Ia menambahkan, "Saya enggak tahu masalah apa yang diduga. Karena ada undangan klarifikasi, kan undangan kita harus pasti hadir. Iya kan? Saya cari-cari kaitan apa, kalau lihat undangannya katanya ada dugaan tindak pidana proses hibah tanah Sepolwan." Selanjutnya, ia menyebutkan adanya pengadaan lahan pengganti di Sespim pada tahun 2011 yang menurutnya seharusnya sudah melalui pemeriksaan Irwasum dan didukung laporan informasi (LI).
Sebelumnya, Kortas Tipidkor Polri telah menjadwalkan Oegroseno untuk memberikan keterangan pada 23 Juli, namun ia meminta penundaan karena agenda lain yang tidak dapat ditinggalkan. Kepala Irjen Totok Suharyanto menegaskan bahwa undangan klarifikasi bukan upaya kriminalisasi, melainkan bagian dari prosedur hukum yang diatur dalam Pasal 16 ayat 1 huruf c & j KUHAP.
Totok menambahkan, "Penyelidikan ini dimaksud untuk menentukan apakah peristiwa ini merupakan tindak pidana korupsi atau bukan," sambil menegaskan bahwa proses akan tetap berada dalam koridor hukum yang berlaku.
Analisis Pakar
Sebagai jurnalis investigasi, saya melihat dua hal penting yang terlewatkan dalam narasi resmi. Pertama, penggunaan seragam purnawirawan oleh Oegroseno bukan sekadar simbol kehormatan, melainkan strategi visual untuk menegaskan legitimasi moralnya di mata publik.
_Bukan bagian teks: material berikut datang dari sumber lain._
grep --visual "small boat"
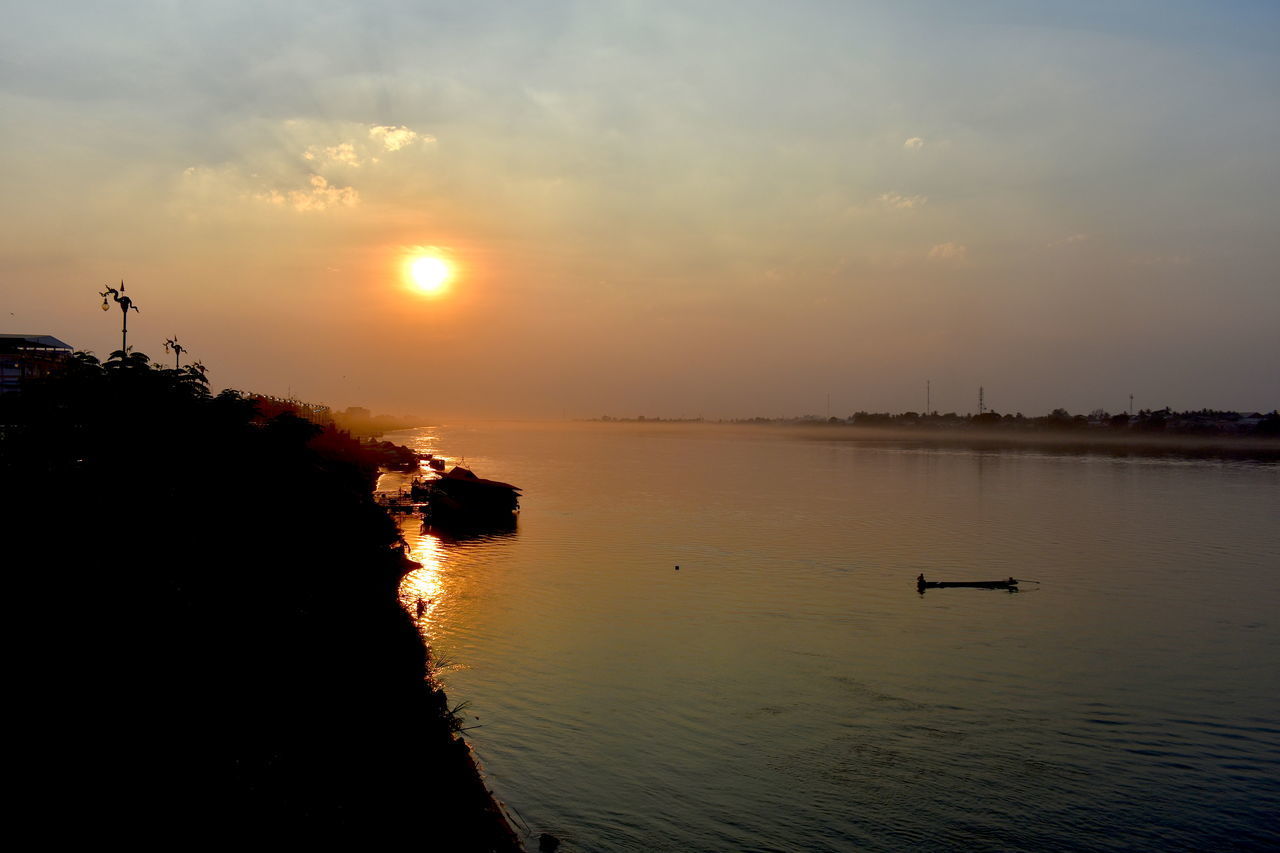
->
[410,465,520,525]
[915,575,1018,592]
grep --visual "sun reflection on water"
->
[399,517,448,634]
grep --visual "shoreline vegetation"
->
[586,409,1280,461]
[0,351,522,852]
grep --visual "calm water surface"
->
[385,424,1280,850]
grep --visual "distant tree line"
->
[593,407,1280,437]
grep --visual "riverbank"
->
[0,356,520,853]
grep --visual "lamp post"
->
[99,278,142,356]
[164,334,187,370]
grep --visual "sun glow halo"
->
[404,255,453,295]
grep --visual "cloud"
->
[369,124,435,151]
[929,243,969,261]
[876,192,928,210]
[182,119,435,213]
[255,174,360,213]
[302,142,364,167]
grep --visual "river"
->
[384,424,1280,852]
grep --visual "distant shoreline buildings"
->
[0,334,74,394]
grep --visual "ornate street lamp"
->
[99,278,142,355]
[164,334,187,370]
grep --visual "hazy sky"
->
[0,0,1280,418]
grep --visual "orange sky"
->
[0,1,1280,418]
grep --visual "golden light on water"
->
[402,248,453,296]
[399,519,445,630]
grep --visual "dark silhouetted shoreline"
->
[0,353,520,850]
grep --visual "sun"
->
[404,255,453,295]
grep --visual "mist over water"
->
[384,424,1280,850]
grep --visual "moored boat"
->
[411,465,520,524]
[915,574,1018,592]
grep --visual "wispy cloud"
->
[369,124,435,151]
[256,174,360,213]
[929,242,969,261]
[302,142,364,167]
[183,119,435,213]
[876,192,929,210]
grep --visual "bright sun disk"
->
[407,255,452,293]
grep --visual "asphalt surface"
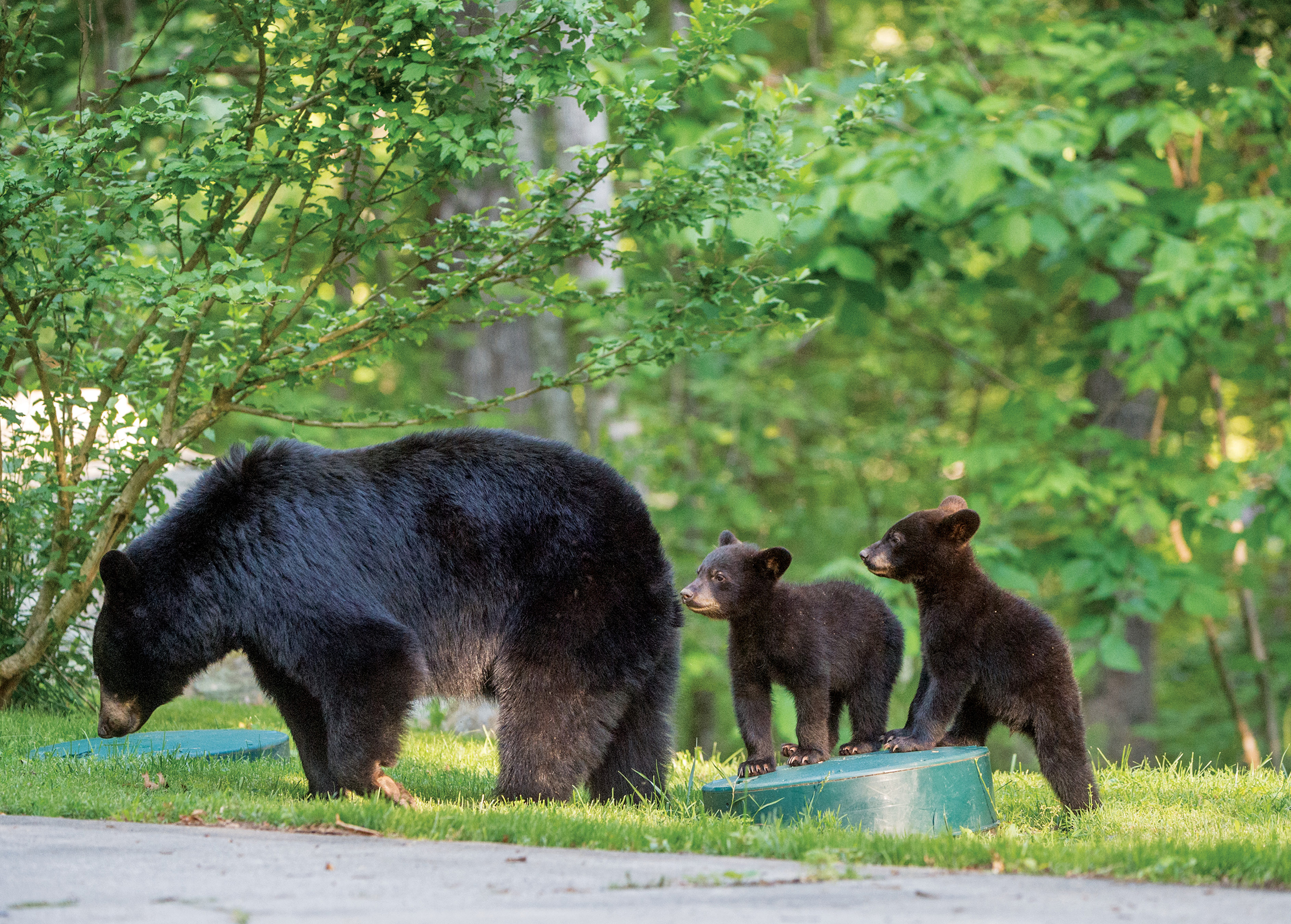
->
[0,816,1291,924]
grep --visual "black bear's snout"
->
[98,691,146,738]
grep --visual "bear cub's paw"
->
[838,741,879,758]
[887,734,937,754]
[780,742,829,766]
[376,773,420,808]
[740,758,776,778]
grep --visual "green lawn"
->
[0,699,1291,886]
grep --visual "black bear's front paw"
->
[740,758,776,778]
[838,741,879,758]
[879,728,910,747]
[789,746,829,766]
[887,734,937,753]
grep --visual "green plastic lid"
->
[702,747,999,834]
[30,728,291,760]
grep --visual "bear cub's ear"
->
[937,510,981,546]
[98,548,143,599]
[754,546,794,581]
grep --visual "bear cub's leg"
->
[780,675,837,766]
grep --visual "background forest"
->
[0,0,1291,766]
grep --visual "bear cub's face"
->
[861,494,981,582]
[93,550,187,738]
[682,529,793,620]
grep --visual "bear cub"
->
[861,496,1100,812]
[682,531,905,777]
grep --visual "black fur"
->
[94,430,682,800]
[682,531,905,777]
[861,496,1099,812]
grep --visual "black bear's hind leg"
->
[1034,714,1103,812]
[328,691,416,805]
[587,658,675,801]
[494,662,628,801]
[829,691,844,754]
[319,618,426,805]
[247,655,341,796]
[937,695,995,747]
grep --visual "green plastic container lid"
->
[30,728,292,760]
[702,747,999,834]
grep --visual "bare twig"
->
[889,318,1022,391]
[1148,395,1170,455]
[1166,138,1185,190]
[1210,366,1229,459]
[1242,587,1282,766]
[943,29,994,96]
[1202,616,1261,770]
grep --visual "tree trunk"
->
[1084,272,1157,761]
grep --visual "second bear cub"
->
[861,494,1099,812]
[682,531,905,777]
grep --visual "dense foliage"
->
[0,0,826,705]
[0,0,1291,764]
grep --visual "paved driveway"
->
[0,816,1291,924]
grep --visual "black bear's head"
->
[861,494,981,582]
[682,529,793,620]
[94,550,188,738]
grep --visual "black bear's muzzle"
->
[861,542,892,577]
[98,691,147,738]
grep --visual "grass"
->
[0,699,1291,888]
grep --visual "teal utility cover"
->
[30,728,292,760]
[702,747,999,834]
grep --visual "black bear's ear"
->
[937,494,969,514]
[98,548,143,600]
[754,546,794,581]
[937,510,981,546]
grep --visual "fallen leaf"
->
[336,816,381,838]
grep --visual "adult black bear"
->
[682,529,905,777]
[94,430,682,801]
[861,496,1099,812]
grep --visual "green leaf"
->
[1032,211,1067,252]
[1000,211,1032,257]
[1099,635,1143,673]
[1106,110,1139,148]
[1108,225,1151,267]
[816,245,877,282]
[950,151,1003,208]
[847,183,901,221]
[1180,583,1228,620]
[1081,272,1121,304]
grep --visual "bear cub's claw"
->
[789,747,829,766]
[780,741,829,766]
[740,758,776,778]
[838,741,879,758]
[376,773,417,808]
[887,734,937,754]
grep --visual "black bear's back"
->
[129,428,676,692]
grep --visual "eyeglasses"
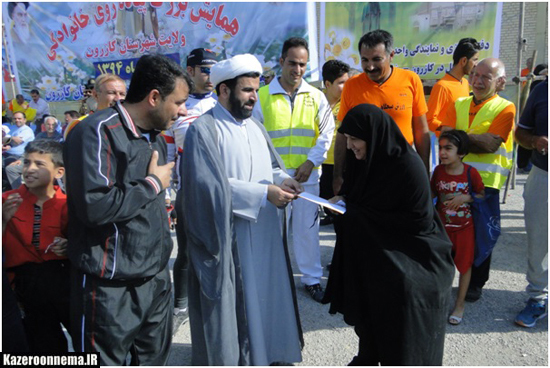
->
[200,66,210,75]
Dalam konteks kasus Sepolwan, di mana dugaan korupsi melibatkan alokasi lahan publik, penampilan ini dapat menjadi upaya mengalihkan sorotan dari fakta material ke citra pribadi.
Kedua, pernyataan Kortas Tipidkor bahwa proses ini bukan kriminalisasi masih perlu dipertanyakan. Undangan klarifikasi yang dijadwalkan berulang kali, sekaligus penundaan yang diminta oleh Oegroseno, menandakan adanya tekanan politik di balik layar. Jika penyelidikan memang berlandaskan bukti kuat, mengapa belum ada penetapan tersangka atau penjelasan publik yang transparan? Ini menimbulkan dugaan adanya intervensi atau, setidaknya, keengganan institusi untuk mengungkap seluruh jaringan yang mungkin terlibat.
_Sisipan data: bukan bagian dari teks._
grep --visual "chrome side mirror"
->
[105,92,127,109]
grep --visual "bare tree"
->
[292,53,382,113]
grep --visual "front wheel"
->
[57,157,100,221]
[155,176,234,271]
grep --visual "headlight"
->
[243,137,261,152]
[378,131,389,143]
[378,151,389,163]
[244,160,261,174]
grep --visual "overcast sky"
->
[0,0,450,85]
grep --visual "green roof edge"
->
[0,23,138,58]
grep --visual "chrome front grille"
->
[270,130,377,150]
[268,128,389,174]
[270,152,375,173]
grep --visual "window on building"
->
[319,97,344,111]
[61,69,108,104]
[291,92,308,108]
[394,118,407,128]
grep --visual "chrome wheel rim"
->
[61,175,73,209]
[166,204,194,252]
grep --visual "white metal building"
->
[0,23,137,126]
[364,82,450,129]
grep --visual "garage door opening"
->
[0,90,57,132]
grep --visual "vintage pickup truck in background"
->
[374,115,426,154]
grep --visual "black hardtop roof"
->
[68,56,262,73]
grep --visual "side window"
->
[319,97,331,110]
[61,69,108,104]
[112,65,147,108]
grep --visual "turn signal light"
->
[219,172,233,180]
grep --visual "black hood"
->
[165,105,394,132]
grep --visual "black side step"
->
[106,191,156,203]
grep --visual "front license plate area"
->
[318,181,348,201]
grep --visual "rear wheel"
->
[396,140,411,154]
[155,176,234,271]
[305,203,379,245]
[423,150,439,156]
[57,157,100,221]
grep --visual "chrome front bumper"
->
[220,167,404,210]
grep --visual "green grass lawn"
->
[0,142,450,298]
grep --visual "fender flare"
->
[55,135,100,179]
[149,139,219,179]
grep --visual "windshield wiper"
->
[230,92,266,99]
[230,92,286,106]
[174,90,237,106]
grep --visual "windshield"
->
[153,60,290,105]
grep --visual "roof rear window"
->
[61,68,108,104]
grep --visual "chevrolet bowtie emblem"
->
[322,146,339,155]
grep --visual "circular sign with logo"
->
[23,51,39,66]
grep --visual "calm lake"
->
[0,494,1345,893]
Selanjutnya, referensi pada LI (Laporan Informasi) dan Irwasum (Irbanus) harus dipertanggungjawabkan. Kedua dokumen ini sering menjadi ājembatanā administratif yang dapat dimanipulasi untuk menutupi alur dana atau aset. Tanpa audit independen, klaim Oegroseno bahwa proses sudah melalui Irwasum hanyalah pernyataan defensif yang belum terbukti.
Terakhir, kasus ini menggarisbawahi lemahnya mekanisme akuntabilitas dalam pengadaan lahan milik institusi kepolisian. Pengadaan lahan Sepolwan pada 2011 masih menjadi luka terbuka, dan kehadiran mantan pejabat tinggi di Bareskrim seharusnya menjadi momentum untuk menuntut transparansi total, bukan sekadar formalitas klarifikasi. Publik berhak mengetahui apakah ada kepentingan pribadi atau jaringan korupsi yang masih mengendap di balik proses hibah tanah tersebut.
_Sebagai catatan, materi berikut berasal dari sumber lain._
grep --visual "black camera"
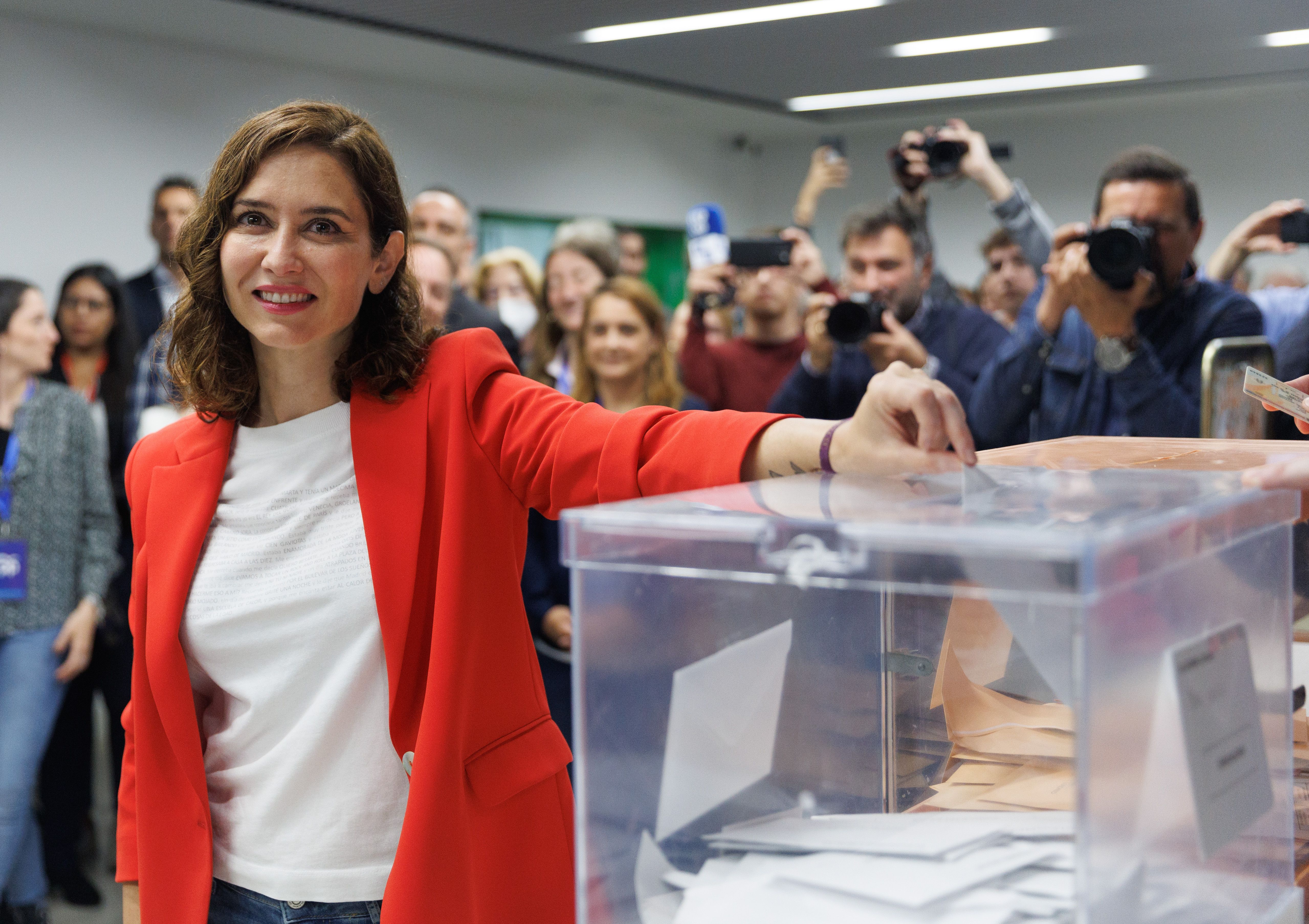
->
[1280,212,1309,244]
[892,135,1010,179]
[827,292,886,343]
[728,237,796,270]
[1083,218,1154,291]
Pertanyaan yang Sering Diajukan (FAQ)
- Q: Mengapa Oegroseno memakai seragam purnawirawan saat ke Bareskrim?
A: Ia menjelaskan bahwa seragam tersebut mencerminkan status purnawirawan dan menegaskan kehadirannya sesuai undangan resmi. - Q: Apa dugaan utama dalam kasus lahan Sepolwan?
A: Dugaan korupsi dalam proses hibah dan pengadaan lahan untuk Sekolah Polisi Wanita yang melibatkan penyalahgunaan dana publik. - Q: Apakah klarifikasi ini berarti Oegroseno akan dijadikan tersangka?
A: Sampai kini belum ada penetapan tersangka; klarifikasi masih bersifat investigatif sesuai Pasal 16 KUHAP.